In a letter faxed to GAESO and the United British Gurkha Ex-Servicemen's Association in Nepal, Col. R.J.J. Ellis defended the cut-off date as being the day "when the (Gurkha) Brigade became a UK-based force." On that day (July 1, 1997), the brigade was moved to Britain from Hong Kong following the latter's handover to China.
What has been particularly disappointing to former Gurkhas in Nepal is this statement by Colonel Ellis in reference to the cut-off date: "There can be no question of revisiting the issue of pensions prior to 1997, as we maintain that these remain fair in the circumstances...."
Former Gurkhas in Kathmandu have said that by putting the cut-off date beyond the purview of revision, Britain has totally evaded its responsibility toward a vast majority of former Gurkhas. "The only consolation is that the announcement has given legitimacy to demands we have been raising for the past 15 years," says Padam Bahadur Gurung, GAESO chairman. "If Gurkhas serving after the cut-off date are eligible for equal treatment, it logically follows that those retiring before are, too," he said.
The Gurkhas have been serving the British crown ever since forces of Britain's East India Company developed admiration for them during the Anglo-Nepalese war in 1814-15, when a poorly armed and vastly outnumbered Nepalese army successfully resisted a British campaign to expand its empire towards the Himalayas.
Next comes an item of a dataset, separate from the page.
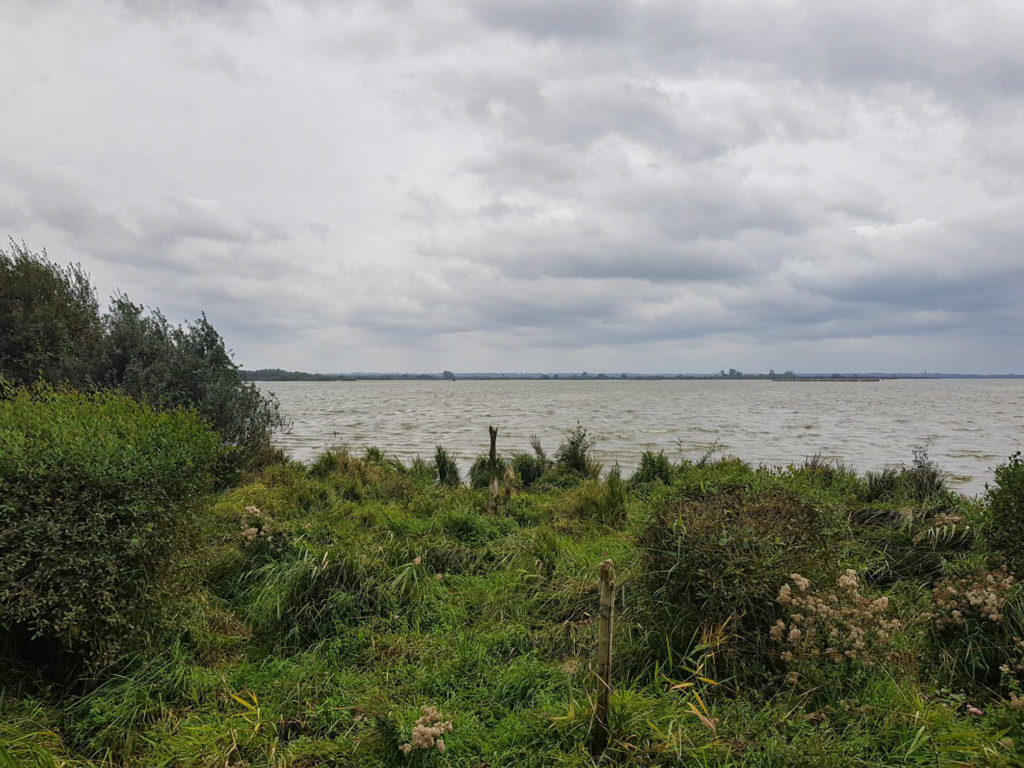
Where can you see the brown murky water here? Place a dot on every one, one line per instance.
(969, 426)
Ever since, the Gurkhas have acquired a reputation for being some of the toughest fighters in the world.
Since 1816, Gurkhas have fought at the frontlines of almost every major war Britain has been involved in, including the two World Wars. Britain has awarded more than 6,500 decorations to Gurkhas for their bravery and loyalty, including 13 Victoria Crosses and two George Cross medals.
A conservative estimate of an eight-member independent international commission that visited Nepal in May 2005, put Gurkha casualties during Britain's military campaigns since 1816 at 45,000. An additional 150,000 were injured, according to the commission's report.